Lately while doing research on automated language translation, I’ve come to realize that there isn’t a clear, concise, well accepted definition of human language itself. A quick check on google reveals the wealth of interpretations. So then, kindly, let me proffer one more.
Language is the serialization of thought.
The term “serialization” should be ready accessible to programmers et al. For others, a quick explanation is in order. Serialization is the process of taking a complex (e.g wide) entity and transforming it, re-constructively, such that is can be passed through a much simpler (e.g narrower) channel. A typical requirement for correct serialization is the ability to de-serialize the serialized data to result in exactly the original entity.
A very simple analogy would be “serializing” a bunch of untidy children through a narrow gate, one child at a time. The only caveat being that, if the serialization process was perfect, then the children would regroup on the other side in the exact same configuration as before the serialization started.
Once the concept of serialization is clear, the intent of my definiton of language should also be clear, although you may or may not agree with it.
If we go along this line of thought (pardon the pun), a corollary immediately follows:
Language is the ultimate compression engine.
If we believe that human thought is one of the most complex phenomena known to us, and if language allows serialization of a complex thought into a small compact representation that can be communicated and stored in a myriad of ways, and ultimately easily de-serialized by target humans to reveal the original thought, then the corollary must be true.
When one thinks hard to solve a problem, it is likely he or she uses bits of language in self-communication to focus attention on particular aspects, annotate the intermediate results, and proceed one by one onto higher level steps. Although the most revealing flashes of insight most likely occur during a moment of unbounded “massively parallel” thought, knowledge of language undoubtedly plays a role in allowing the thinker to carry out elaborate thought experiments.

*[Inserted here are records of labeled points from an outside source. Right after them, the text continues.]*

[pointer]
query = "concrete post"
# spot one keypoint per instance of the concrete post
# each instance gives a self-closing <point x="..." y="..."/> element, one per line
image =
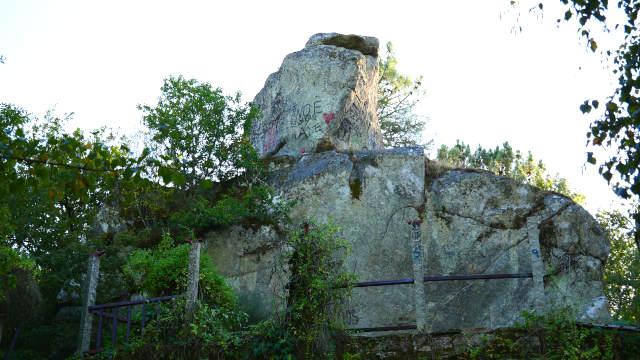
<point x="537" y="266"/>
<point x="418" y="274"/>
<point x="193" y="276"/>
<point x="89" y="299"/>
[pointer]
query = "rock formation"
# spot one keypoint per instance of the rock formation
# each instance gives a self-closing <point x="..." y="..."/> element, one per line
<point x="474" y="222"/>
<point x="324" y="97"/>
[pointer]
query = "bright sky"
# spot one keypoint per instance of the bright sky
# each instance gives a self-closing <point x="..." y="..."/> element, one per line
<point x="485" y="83"/>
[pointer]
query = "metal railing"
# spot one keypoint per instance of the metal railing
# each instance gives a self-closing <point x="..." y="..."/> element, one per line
<point x="102" y="311"/>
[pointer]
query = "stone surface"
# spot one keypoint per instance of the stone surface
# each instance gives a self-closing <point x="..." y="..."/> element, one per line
<point x="323" y="97"/>
<point x="474" y="223"/>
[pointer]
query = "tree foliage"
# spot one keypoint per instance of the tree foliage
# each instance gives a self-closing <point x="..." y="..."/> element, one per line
<point x="398" y="96"/>
<point x="162" y="271"/>
<point x="199" y="134"/>
<point x="622" y="270"/>
<point x="618" y="127"/>
<point x="505" y="161"/>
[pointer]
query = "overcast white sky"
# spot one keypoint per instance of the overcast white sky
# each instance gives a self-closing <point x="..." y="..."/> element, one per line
<point x="485" y="83"/>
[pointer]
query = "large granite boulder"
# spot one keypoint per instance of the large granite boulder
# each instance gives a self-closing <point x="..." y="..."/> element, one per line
<point x="323" y="97"/>
<point x="320" y="136"/>
<point x="475" y="223"/>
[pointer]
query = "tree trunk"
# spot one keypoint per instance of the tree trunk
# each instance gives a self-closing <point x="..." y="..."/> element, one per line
<point x="636" y="216"/>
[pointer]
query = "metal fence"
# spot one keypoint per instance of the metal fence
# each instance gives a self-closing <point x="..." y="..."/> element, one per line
<point x="112" y="311"/>
<point x="429" y="279"/>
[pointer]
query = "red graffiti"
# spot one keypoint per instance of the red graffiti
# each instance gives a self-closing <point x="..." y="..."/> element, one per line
<point x="328" y="117"/>
<point x="270" y="138"/>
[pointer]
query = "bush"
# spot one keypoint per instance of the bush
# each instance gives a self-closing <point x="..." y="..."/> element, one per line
<point x="318" y="288"/>
<point x="162" y="271"/>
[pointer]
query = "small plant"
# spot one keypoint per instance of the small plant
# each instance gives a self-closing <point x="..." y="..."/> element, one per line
<point x="318" y="288"/>
<point x="162" y="271"/>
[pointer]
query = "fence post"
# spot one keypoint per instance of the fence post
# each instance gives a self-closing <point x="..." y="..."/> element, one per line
<point x="193" y="276"/>
<point x="418" y="274"/>
<point x="537" y="266"/>
<point x="89" y="299"/>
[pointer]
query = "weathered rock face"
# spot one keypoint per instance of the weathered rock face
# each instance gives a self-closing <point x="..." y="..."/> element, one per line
<point x="323" y="97"/>
<point x="475" y="223"/>
<point x="319" y="124"/>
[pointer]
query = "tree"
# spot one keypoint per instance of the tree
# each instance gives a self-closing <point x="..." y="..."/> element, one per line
<point x="398" y="96"/>
<point x="198" y="134"/>
<point x="199" y="144"/>
<point x="622" y="270"/>
<point x="505" y="162"/>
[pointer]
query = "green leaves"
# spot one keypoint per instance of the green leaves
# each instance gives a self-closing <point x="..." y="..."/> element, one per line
<point x="398" y="96"/>
<point x="506" y="162"/>
<point x="197" y="133"/>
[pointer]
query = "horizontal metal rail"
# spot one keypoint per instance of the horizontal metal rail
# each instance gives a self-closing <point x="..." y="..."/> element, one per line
<point x="445" y="278"/>
<point x="610" y="327"/>
<point x="385" y="328"/>
<point x="127" y="303"/>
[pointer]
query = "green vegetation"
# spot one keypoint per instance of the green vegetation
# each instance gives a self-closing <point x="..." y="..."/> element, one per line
<point x="506" y="162"/>
<point x="310" y="326"/>
<point x="622" y="270"/>
<point x="162" y="271"/>
<point x="398" y="96"/>
<point x="66" y="194"/>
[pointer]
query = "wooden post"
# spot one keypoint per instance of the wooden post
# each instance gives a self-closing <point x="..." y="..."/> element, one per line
<point x="418" y="274"/>
<point x="537" y="266"/>
<point x="89" y="299"/>
<point x="193" y="276"/>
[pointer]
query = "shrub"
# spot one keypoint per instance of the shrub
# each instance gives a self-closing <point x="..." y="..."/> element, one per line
<point x="162" y="271"/>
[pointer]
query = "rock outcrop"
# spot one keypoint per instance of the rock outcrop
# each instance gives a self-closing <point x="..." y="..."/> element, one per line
<point x="323" y="97"/>
<point x="474" y="222"/>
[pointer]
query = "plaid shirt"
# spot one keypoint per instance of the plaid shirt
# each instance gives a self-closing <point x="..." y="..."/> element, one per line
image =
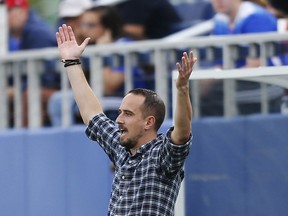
<point x="146" y="183"/>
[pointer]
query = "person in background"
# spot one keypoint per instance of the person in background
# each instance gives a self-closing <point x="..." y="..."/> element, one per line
<point x="148" y="165"/>
<point x="236" y="17"/>
<point x="144" y="19"/>
<point x="70" y="12"/>
<point x="28" y="31"/>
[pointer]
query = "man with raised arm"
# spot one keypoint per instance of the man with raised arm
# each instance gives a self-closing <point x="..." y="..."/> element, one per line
<point x="148" y="166"/>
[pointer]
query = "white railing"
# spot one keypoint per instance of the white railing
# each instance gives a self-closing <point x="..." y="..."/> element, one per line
<point x="163" y="55"/>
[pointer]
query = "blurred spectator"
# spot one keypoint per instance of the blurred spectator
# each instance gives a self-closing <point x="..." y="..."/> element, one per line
<point x="279" y="8"/>
<point x="145" y="19"/>
<point x="28" y="31"/>
<point x="70" y="12"/>
<point x="239" y="17"/>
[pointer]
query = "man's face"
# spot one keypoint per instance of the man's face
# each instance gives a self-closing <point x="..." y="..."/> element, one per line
<point x="131" y="121"/>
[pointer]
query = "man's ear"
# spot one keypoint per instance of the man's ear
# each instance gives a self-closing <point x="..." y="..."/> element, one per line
<point x="150" y="122"/>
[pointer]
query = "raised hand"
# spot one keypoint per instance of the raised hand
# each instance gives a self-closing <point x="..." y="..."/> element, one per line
<point x="67" y="44"/>
<point x="185" y="69"/>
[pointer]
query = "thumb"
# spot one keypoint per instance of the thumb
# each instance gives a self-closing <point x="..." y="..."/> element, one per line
<point x="85" y="43"/>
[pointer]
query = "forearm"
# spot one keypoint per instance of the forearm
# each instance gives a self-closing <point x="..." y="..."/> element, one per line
<point x="86" y="100"/>
<point x="182" y="116"/>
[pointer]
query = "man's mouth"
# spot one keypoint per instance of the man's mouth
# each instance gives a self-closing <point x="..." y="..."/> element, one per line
<point x="123" y="131"/>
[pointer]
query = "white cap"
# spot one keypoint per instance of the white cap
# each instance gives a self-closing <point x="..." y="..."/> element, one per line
<point x="106" y="2"/>
<point x="73" y="8"/>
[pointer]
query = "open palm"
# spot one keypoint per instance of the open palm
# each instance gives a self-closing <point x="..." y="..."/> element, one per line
<point x="67" y="44"/>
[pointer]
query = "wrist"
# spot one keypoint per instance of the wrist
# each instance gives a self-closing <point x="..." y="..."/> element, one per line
<point x="70" y="62"/>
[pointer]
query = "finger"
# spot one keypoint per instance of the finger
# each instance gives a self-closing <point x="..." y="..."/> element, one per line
<point x="178" y="67"/>
<point x="85" y="43"/>
<point x="183" y="62"/>
<point x="61" y="33"/>
<point x="71" y="34"/>
<point x="65" y="30"/>
<point x="58" y="38"/>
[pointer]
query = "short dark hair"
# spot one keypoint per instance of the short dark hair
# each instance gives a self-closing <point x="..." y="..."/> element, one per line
<point x="153" y="105"/>
<point x="111" y="19"/>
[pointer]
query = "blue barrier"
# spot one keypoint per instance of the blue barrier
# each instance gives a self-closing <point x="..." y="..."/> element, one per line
<point x="235" y="167"/>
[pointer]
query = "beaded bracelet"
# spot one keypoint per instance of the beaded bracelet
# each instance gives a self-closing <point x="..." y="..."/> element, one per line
<point x="69" y="62"/>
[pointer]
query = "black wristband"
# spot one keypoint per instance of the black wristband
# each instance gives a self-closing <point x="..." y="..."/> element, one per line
<point x="69" y="62"/>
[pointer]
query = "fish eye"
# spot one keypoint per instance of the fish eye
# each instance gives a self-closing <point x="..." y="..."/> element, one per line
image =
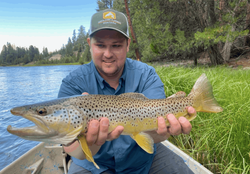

In primitive cultures (or in someone never exposed to the concept of language), undoubtedly the enterprising inventors of that time devised their own methods of mentally labelling specific ideas with individual symbols, and then using those symbols to ease the task of deriving higher level constructs.
Also, if the above corollary holds weight, I think it has some additional fantastic implications.
This means that if we were to one day achieve “brain dumps”, or “downloading a brain” and their ilk, the best format to allow accurate storage and re-construction would be plain text! If the brain could somehow be tricked into emitting a high speed lecture on its current and past states, then the language best suited for that would be the mother-tongue of the brain’s owner. Nothing else we conceive will probably ever come close in accuracy or compactness.
Of course, this does not bode well for automated machine translation attempts. To be fully successful at that task, implies the ability to de-serialize a piece of text into the original speaker’s thoughts. If we accept that human thought is one of the most complex or mysterious activities known to mankind, then we are accepting that automated machine translation is a pipe dream for many years to come.
On the other hand, if the code of language does get cracked soon, will it mean that human thought is not so complex after all?